There are projects in my school where we implemented a combination of CUDA and openMP in some and MPI+OpenMP in a few. I think the bottleneck is always gonna be there, its just how much and how you deal with it in hardware from the software front.

einpoklum · on July 12, 2022

This seems like this year's version of the talk given last year, which was just recently posted here on HN as "How CUDA Programming works":

https://news.ycombinator.com/item?id=31983460

oifjsidjf · on July 12, 2022

Here is another interesting series of articles which describes in more details how GPUs draw:

https://fgiesen.wordpress.com/2011/07/09/a-trip-through-the-...

wrs · on July 12, 2022

The Wheel of Reincarnation continues. [0] (Though it’s sort of turning the other way, this time around?)

[0] http://www.catb.org/jargon/html/W/wheel-of-reincarnation.htm...

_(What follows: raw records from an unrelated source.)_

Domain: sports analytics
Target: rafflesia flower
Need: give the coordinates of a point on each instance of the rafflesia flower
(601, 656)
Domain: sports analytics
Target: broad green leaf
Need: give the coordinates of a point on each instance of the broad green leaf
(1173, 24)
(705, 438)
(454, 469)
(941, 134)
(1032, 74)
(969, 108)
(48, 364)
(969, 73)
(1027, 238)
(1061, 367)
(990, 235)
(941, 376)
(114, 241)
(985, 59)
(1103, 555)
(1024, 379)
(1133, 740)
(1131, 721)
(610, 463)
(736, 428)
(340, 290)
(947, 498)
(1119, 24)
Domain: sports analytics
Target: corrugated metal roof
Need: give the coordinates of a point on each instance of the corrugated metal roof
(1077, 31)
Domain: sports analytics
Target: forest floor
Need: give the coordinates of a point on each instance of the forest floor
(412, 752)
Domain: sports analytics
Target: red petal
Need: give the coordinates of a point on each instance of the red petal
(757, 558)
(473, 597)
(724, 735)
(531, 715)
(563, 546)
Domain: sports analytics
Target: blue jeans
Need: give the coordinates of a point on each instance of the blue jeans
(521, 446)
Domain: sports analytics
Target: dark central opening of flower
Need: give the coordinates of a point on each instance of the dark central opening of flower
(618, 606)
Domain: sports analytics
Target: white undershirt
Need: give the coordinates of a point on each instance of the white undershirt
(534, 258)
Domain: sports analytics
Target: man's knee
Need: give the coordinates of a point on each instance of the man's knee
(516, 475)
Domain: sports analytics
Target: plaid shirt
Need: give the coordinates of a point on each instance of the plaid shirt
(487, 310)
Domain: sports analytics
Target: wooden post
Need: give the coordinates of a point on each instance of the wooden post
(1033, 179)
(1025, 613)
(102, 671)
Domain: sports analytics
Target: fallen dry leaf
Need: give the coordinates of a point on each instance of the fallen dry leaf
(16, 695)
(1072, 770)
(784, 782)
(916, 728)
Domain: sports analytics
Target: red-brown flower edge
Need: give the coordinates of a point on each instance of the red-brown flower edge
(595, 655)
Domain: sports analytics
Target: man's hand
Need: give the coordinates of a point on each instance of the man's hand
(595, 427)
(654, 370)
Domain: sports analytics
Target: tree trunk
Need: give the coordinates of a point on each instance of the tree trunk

dragontamer · on July 12, 2022

The opposite.

GPUs became more general purpose. Old, vector processors from the 1980s served as inspiration. Even in 90s commercials its obvious that the GPU / SIMD-compute similarities were all over the 3dfx cards.

In the 00s, GPUs became flexible enough to execute arbitrary code for vector-effects and pixel-effects. Truly general purpose, arbitrary code, albeit in the SIMD methodology.

--------

Today, your Direct2D windowing code in Windows is largely running on the GPU, and has been migrated away from the CPU. In fact, your video decoders (Youtube) and video games (shaders) are all GPU code.

GPUs have proven themselves to be a general purpose processor, albeit with a strange SIMD-model of compute rather than the traditional Von Neumann design.

We're in a cycle where more-and-more code is moving away from CPUs into GPUs, and permanently staying in GPU space. This is the opposite effect of the cycle of reincarnation (CPUs may have gotten faster, but GPUs have become not only faster at a higher rate, but also more general purpose and generic allowing for more general code to be run on them).

Code successfully ported over (ex: Tensorflow), may never return back to CPU-side. SIMD-compute is just superior underlying model for a large set of applications.

nayuki · on July 12, 2022

> In fact, your video decoders (Youtube) [...] are all GPU code.

I believe this is false; video decoders like H.264/AVC have a significant ASIC component that cannot be expressed as general-purpose SIMT code. I think this is because the entropy coding portion (arithmetic coding, Huffman coding, etc.) needs to be decoded serially. Some stuff like macroblock-to-macroblock prediction in I-frames is serial as well. But IDCT is indeed parallelizable.